Mais s’il étoit permis d’emprunter un moment, en faveur de l’humanité, le style enthousiaste, tant de fois employé contr’elle, voici l’unique priere qu’on opposeroit aux fanatiques :

« Toi qui veux le bien de tous les hommes, & qu’aucun ne périsse ; puisque tu ne prens aucun plaisir à la mort du méchant, délivre nous, non pas des ravages de la guerre & des tremblemens de terre, ce sont des maux passagers, limités, & d’ailleurs inévitables, mais de la fureur des persécuteurs qui invoquent ton saint nom. Enseigne-leur que tu hais le sang, que l’odeur des viandes immolées ne monte point jusqu’à toi, & qu’elle n’a point la vertu de dissiper la foudre dans les airs, ni de faire descendre la rosée du ciel. Éclaire tes zélateurs, afin qu’ils se gardent au-moins de confondre l’holocauste avec l’homicide. Remplis-les tellement de l’amour d’eux-mêmes, qu’ils puissent oublier leur prochain, puisque leur pitié n’est qu’une vertu destructive. Hé ! quel est l’homme que tu as chargé du soin de tes vengeances, qui ne les mérite cent fois plus que les victimes qu’il t’immole ? Fais entendre que ce n’est ni la raison ni la force, mais ta lumiere & ta bonté, qui conduisent les ames dans tes voies, & que c’est insulter à ton pouvoir, que d’y mêler le bras de l’homme. Quand tu voulus former l’Univers, l’appellas-tu à ton secours ? & s’il te plaît de m’introduire à ton banquet, n’es-tu pas infini dans tes merveilles ? mais tu ne veux pas nous sauver malgré nous. Pourquoi n’imite-t-on pas la douceur de ta grace, & prétend-t-on m’inviter par la crainte à t’aimer ? Répands l’esprit d’humanité sur la terre, & cette bienveillance universelle, qui nous remplit de vénération pour tous les êtres avec qui nous partageons le don précieux du sentiment, & qui fait que l’or & les émeraudes fondus ensemble ne sauroient jamais égaler devant toi le vœu d’un cœur tendre & compatissant, encore moins expier l’horreur d’un homicide ».

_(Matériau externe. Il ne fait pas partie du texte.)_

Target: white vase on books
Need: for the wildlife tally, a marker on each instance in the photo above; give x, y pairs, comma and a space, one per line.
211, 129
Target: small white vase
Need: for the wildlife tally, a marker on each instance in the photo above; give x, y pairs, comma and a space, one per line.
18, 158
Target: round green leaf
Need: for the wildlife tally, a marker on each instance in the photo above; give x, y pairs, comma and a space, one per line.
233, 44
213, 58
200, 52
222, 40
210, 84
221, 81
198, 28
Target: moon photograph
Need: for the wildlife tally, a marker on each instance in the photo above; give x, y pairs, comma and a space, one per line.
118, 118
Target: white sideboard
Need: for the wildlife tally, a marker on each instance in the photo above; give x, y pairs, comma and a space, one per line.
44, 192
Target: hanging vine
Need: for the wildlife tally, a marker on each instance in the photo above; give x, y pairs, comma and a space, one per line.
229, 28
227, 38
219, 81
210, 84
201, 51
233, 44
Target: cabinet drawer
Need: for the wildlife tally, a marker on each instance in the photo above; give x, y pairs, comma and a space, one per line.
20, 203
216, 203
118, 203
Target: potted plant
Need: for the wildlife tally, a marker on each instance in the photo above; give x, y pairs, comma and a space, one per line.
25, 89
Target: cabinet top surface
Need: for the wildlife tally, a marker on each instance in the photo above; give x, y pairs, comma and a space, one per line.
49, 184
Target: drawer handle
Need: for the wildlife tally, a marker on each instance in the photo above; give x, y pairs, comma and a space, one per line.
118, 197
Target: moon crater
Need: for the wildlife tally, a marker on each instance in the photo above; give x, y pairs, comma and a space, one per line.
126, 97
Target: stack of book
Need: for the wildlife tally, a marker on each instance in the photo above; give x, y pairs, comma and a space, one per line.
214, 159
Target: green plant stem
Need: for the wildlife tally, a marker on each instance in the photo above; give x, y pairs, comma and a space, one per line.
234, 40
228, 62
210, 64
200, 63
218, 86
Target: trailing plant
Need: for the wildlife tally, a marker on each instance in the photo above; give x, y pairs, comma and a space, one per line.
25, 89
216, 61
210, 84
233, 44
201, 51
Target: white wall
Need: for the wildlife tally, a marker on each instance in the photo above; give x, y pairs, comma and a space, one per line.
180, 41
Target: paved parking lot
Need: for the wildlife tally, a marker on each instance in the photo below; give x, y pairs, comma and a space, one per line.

Fanatisme du patriote. Il y a une sorte de fanatisme dans l’amour de la patrie, qu’on peut appeller le culte des foyers. Il tient aux mœurs, aux lois, à la religion, & c’est par-là sur-tout qu’il mérite davantage ce nom. On ne peut rien produire de grand sans ce zele outré, qui grossissant les objets, enfle aussi les espérances, & met au jour des prodiges incroyables de valeur & de constance. Tel étoit le patriotisme des Romains. Ce fut ce principe d’héroïsme qui donna à tous les siecles le spectacle unique d’un peuple conquérant & vertueux. On peut regarder le vieux Brutus, Caton, les Decius pere & fils, & les trois cents Fabius dans l’histoire civile, comme les lions & les baleines dans l’histoire naturelle, & leurs actions prodigieuses, comme ces volcans inattendus, qui desolant en partie la surface du globe, affermissent ses fondemens, & causent l’admiration après l’effroi. Mais ne mettez pas au même rang les vains déclamateurs, qui s’enthousiasment indifféremment de tous les préjugés d’état, & qui pré-

ferent toûjours leur pays, uniquement parce qu’ils y

sont nés. Il est sans doute beau de mourir pour sa patrie ; & quelle est la chose pour laquelle on ne meurt pas ? Donc la nature n’a pas mis de bornes à ces maximes… Écoutez les plus beaux vers, ou l’idée la plus neuve & la plus sublime d’un de nos grands poëtes dans ces derniers jours. Voyez comme une mere parle à son époux, qui veut lui arracher son fils, pour le sacrifier au fils de ses rois.

Va, le nom de sujet n’est pas plus grand pour nous,
Que ces noms si sacrés & de pere & d’époux.
La nature & l’hymen, voilà les lois premieres,
Les devoirs, les liens des nations entieres :
Ces lois viennent des dieux, le reste est des humains.

Cet article est de M. Deleyre, auteur de l’analyse de la philosophie du chancelier Bacon.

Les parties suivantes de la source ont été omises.